The Public Interest Disclosure Act 2018
The Public Interest Disclosure Act 2018 (the PID Act) strengthens transparency and accountability in government by:
- establishing a scheme that encourages and facilitates the appropriate disclosure of public interest information to certain persons or authorities
- providing protections for those who make appropriate disclosures of public interest information and setting out processes for dealing with those disclosures.
The PID Act provides:
- protections for any person wishing to report public interest information on environmental and health matters
- protections purely for public servants wanting to disclose allegations of public sector maladministration, corruption or misconduct.
DCS Policy 052 Public Interest Disclosure sets out the Department’s position in relation to public interest disclosure and guides decision making and the management of disclosures.
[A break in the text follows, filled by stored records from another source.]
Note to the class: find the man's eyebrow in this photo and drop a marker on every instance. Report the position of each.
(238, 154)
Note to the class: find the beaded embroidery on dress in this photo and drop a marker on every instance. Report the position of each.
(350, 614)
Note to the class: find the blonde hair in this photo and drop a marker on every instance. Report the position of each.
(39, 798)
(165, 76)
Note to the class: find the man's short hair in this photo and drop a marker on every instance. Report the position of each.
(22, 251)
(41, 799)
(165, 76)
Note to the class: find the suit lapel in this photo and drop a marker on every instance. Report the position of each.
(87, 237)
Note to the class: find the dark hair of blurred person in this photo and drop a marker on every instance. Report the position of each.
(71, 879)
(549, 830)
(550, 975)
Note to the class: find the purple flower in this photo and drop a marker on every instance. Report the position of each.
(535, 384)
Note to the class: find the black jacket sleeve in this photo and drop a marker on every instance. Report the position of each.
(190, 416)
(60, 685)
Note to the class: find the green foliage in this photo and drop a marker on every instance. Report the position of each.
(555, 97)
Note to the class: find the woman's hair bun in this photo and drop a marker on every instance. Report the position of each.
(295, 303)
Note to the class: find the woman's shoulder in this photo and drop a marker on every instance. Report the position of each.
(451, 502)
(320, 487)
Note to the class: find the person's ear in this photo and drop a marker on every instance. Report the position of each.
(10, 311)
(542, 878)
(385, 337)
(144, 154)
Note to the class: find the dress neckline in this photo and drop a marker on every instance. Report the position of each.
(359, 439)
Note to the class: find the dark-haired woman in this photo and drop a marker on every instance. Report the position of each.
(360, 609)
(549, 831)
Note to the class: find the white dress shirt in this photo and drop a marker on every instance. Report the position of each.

Guideline 029 Public Interest Disclosure sets out the process for making a public interest disclosure and how your disclosure will be assessed and actioned.
What is public interest information?
There are two types of public interest information:
- environmental and health information means information that raises a potential issue of a substantial risk to the environment or to public health and safety
- public administration information means information that raises a potential issue of corruption, misconduct or maladministration in public administration.
Who can make a public interest disclosure?
Anyone can make a disclosure of environmental and health information.
Anyone can make a disclosure of public administration information however, only public officers who make an appropriate disclosure of public administration information are eligible for the protections provided by the PID Act.
What is an appropriate disclosure?
For the purposes of the PID Act a person makes an appropriate disclosure of:
- environmental and health information if the disclosure is made to a relevant authority and the person:
- believes on reasonable grounds that the information is true; or
- is not in a position to form a belief on reasonable grounds about the truth of the information but believes on reasonable grounds that the information may be true and is of sufficient significance to justify its disclosure so that its truth may be investigated.
- public administration information if the disclosure is made to a relevant authority and the public officer reasonably suspects that the information raises a potential issue of corruption, misconduct or maladministration in public administration.
To receive the protections under the PID Act, you must have disclosed the public interest information to a relevant authority. A list of relevant authorities is available in the PID Act and in guidelines published by the Independent Commissioner Against Corruption (ICAC).
Refer to the department’s Guideline 029 Public Interest Disclosure for more information about what constitutes appropriate disclosure.
You can make a disclosure about matters that occurred before 1 July 2019 and still receive protection under the new PID Act.
How am I protected?
A person who makes an appropriate disclosure of public interest information is protected and their identity must be kept confidential unless the informant has consented to their identity being disclosed.
ICAC Guideline Three: Informant Confidentiality sets out some exceptions to maintaining confidentiality including in cases where it may be necessary to reveal the identity of an informant to prevent or minimise an imminent risk of serious physical injury or death to any person.
The PID Act creates offences for breaches of confidentiality, for hindering or obstructing someone from making an appropriate disclosure and for victimisation of those who make an appropriate disclosure.
Refer to the department’s Guideline 029 Public Interest Disclosure for more information about how you are protected.
What happens if I disclose information inappropriately?
If you disclose information inappropriately, this could be considered misconduct and you may face disciplinary action. If you disclose information knowing that it is false or misleading, you may face a maximum penalty of $20,000 or 2 years imprisonment.